Amount / concentration applied:

TEST MATERIAL
- Amount(s) applied: 30 mg

Duration of treatment / exposure:

10 seconds

Duration of post- treatment incubation (in vitro):

Observations were made at approximately 30, 75, 120, 180 and 240 minutes after the post-treatment rinse, minor variations within approximately ± 5 minutes were considered acceptable.

Number of animals or in vitro replicates:

One eye was treated with physiological saline, three eyes with the test material and another three eyes with powdered imidazole in each experiment.

Details on study design:

SELECTION AND PREPARATION OF ISOLATED EYES
-Selection: After removing the head from the plastic box, it was put on soft paper. The eyelids were carefully cut away with scissors, avoiding damaging the cornea. One small drop of 2 % (w/v) fluorescein solution was applied onto the cornea surface for a few seconds and subsequently rinsed off with 20 mL physiological saline. Then the fluorescein-treated cornea was examined with a hand-held slit lamp or slit lamp microscope, with the eye in the head, to ensure that the cornea was not damaged.
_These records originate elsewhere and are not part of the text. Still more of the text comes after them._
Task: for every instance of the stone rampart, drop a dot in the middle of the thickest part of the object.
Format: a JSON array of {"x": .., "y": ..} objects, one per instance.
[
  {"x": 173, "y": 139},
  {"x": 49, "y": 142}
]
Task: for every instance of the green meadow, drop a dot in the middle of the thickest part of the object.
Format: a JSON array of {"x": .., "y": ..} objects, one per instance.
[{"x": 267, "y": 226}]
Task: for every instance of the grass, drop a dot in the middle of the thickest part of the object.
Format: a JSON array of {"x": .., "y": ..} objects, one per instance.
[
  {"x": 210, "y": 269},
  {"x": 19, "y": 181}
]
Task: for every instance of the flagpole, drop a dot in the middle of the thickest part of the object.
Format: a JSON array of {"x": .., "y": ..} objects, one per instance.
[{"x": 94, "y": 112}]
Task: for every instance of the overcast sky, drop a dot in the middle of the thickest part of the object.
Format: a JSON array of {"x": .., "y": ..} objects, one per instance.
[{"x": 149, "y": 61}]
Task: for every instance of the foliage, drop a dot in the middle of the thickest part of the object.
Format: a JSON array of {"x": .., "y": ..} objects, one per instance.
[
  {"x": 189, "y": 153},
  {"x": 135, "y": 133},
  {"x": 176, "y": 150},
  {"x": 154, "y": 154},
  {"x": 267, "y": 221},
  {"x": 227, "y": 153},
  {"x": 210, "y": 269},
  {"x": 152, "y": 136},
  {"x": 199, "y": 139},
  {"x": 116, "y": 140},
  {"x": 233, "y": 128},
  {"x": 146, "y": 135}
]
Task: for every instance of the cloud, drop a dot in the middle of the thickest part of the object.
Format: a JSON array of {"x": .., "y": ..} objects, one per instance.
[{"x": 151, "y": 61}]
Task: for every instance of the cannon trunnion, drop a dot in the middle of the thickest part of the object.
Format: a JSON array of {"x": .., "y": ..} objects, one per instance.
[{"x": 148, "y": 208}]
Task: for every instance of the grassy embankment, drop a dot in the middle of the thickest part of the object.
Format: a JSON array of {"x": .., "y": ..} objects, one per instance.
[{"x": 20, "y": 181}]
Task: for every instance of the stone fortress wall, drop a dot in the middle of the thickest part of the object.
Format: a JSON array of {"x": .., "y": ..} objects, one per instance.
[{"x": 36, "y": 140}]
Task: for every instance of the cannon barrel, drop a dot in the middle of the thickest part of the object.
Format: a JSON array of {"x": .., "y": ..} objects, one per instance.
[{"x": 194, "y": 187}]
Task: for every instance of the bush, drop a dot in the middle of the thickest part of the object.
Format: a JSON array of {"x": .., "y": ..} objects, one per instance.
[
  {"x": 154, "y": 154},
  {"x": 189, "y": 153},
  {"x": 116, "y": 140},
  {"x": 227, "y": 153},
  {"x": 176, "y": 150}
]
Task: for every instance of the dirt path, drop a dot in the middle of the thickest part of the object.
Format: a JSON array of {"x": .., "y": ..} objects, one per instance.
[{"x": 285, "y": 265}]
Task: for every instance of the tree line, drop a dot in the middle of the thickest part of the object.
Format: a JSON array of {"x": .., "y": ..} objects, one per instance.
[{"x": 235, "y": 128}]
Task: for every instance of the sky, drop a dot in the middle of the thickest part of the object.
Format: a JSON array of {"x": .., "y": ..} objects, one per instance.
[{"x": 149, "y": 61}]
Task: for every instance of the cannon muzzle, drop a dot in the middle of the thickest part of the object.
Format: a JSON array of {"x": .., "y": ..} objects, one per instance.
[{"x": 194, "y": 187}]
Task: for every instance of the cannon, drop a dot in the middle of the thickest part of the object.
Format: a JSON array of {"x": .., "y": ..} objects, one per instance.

If the cornea was in good condition, the eyeball was carefully removed from the orbit.
-Preparation: The eye ball was carefully removed from the orbit by holding the nictitating membrane with a surgical forceps, while cutting the eye muscles with bent scissors. Care was taken to remove the eyeball from the orbit without cutting off the optical nerve too short. The procedure avoided pressure on the eye while removing the eyeball from the orbit, in order to prevent distortion of the cornea and subsequent corneal opacity. Once removed from the orbit, the eye was placed onto damp paper and the nictitating membrane was cut away with other connective tissue. The prepared eyes were kept on the wet papers in a closed box so that the appropriate humidity was maintained.
-Examination and acclimatisation: The prepared eye was placed in a steel clamp with the cornea positioned vertically with the eye in the correct relative position. Because of the relatively firm sclera of the chicken eyeball, only slight pressure was needed to fix the eye properly. The clamp with the eyeball was transferred to a chamber of the superfusion apparatus. The clamp holding the eye was positioned in such a way that the entire cornea was supplied with physiological saline solution dripping from a stainless steel tube, at a rate of approximately 3-4 drops/minute or 0.1 to 0.15 mL/minutes. The door of the chamber was closed except for manipulations and examinations, to maintain temperature and humidity.
The appropriate number of eyes was selected and after being placed in the superfusion apparatus. There they were examined again with the slit lamp microscope to ensure that they were in good condition. The focus was adjusted to see clearly the physiological saline which was flowing on the cornea surface. Eyes with a high baseline fluorescein staining (i.e., > 0.5) or corneal opacity score (i.e., > 0.5) were rejected. The cornea thickness was measured, any eye with cornea thickness deviating more than 10 % from the mean value for all eyes, or eyes that showed any other signs of damage, were rejected and replaced. If the selected eyes were appropriate for the test, acclimatisation started and it was conducted for approximately 45 to 60 minutes. The chambers of the superfusion apparatus were at controlled temperature (32 ± 1.5 °C) during the acclimatisation and treatment periods.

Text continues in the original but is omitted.